Alissa tinha que admitir que estava arranjando todas as formas possíveis de não pensar no rapaz. Fora a várias festas do campus que seus colegas lhe convidaram, arranjou uma bela porção de trabalho e estágios para fazer. Porque assim a sua mente nunca ficaria vazia o suficiente para vagar sobre as memórias que ela teve com ele, e... Duke...

Céus como ela tinha saudade de Duke.

         “Será que Calum está alimentando nosso filho bem?” pensou, e logo em seguida balançou a cabeça surpresa em como seus pensamentos deslizaram suavemente para a região de sua mente considerada proibida.

         Porque uma vez que se permitia lembrar, mais difícil ficava de esquecer. Ainda mais quando as canções dos meninos viviam tocando na rádio, aonde quer que ela fosse.  

         — Você está sendo covarde. — Dona Amélia disse enquanto cruzava os braços na frente da neta.

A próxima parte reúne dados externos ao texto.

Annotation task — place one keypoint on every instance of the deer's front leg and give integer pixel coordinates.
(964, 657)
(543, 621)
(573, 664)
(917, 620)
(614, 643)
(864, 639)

         Alissa ofegou, nem tinha percebido que a avó tinha parado a sua frente com o olhar de indignação no rosto.

         — Por que ao invés de ficar olhando para o corredor feito uma idiota, você não manda uma mensagem logo para esse menino, ein?

         — E-Eu não estava pensando em ninguém vó.

         — Balela. — a senhora balançou a mão no ar fazendo pouco caso da fala dela — Você faz exatamente a mesma expressão sonhadora de peixe fora d’água que nem a sua mãe quando começou a sair com Phill.

         Dona Amélia sabia que sua filha iria pegar um avião para Sydney nos próximos dias, e só não tinha rebatido, dizendo que não aprovava o fato de ela passar uma semana na casa dos King, porque a garota iria passar a virada de ano com os amigos que ela tinha feito lá. E era visível a expressão de felicidade de Alissa ao falar com Ashton e Marina, então a senhora nunca seria a pessoa que iria tentar intervir.

         Na verdade Dona Amélia tinha se afeiçoado bastante a sua neta. A princípio ela não queria companhia, não gostava da ideia de que toda a família pensava que ela era inapta e que Alissa deveria interromper seu sonho para passar mais tempo com ela. Tentou fazer de tudo para a garota voltar para a Austrália, contudo acabou caindo nos encantos da menina.

         No final das contas, Amélia estava feliz de que antes de partir, tenha tornado a se aproximar da neta que não via a tanto tempo. E acima de tudo, queria ver aquela menina feliz e de bem com a vida.

         — Qual o nome dele mesmo?

         — Calum Hood. — respondeu derrotada, sabendo que sua avó estava tentando provocá-la e sendo bem sucedida.

         A senhora fez uma careta ao ouvir o nome estrangeiro, e então olhou para a neta atentamente.

         — Alissa?

         — Sim, vó.

         — Saía hoje para comprar alguns biquínis, Luísa ficará a tarde toda comigo.

         A mais alta franziu o cenho, visivelmente confusa.

         — Mas por que eu-

         — Você não vai para a praia rever seu ex-namorado, cabecinha oca? Então trate de comprar biquínis novos, anda, vai logo. Se você demorar mais dois minutos vai ter que comprar com o dinheiro do seu bolso.

         — A senhora está me dando dinheiro? — Alissa ergueu as sobrancelhas surpresa e então foi necessário ver a expressão assassina de sua anciã por alguns momentos que a menina deu um beijo em sua bochecha de despedida e se pôs a correr para fora de casa.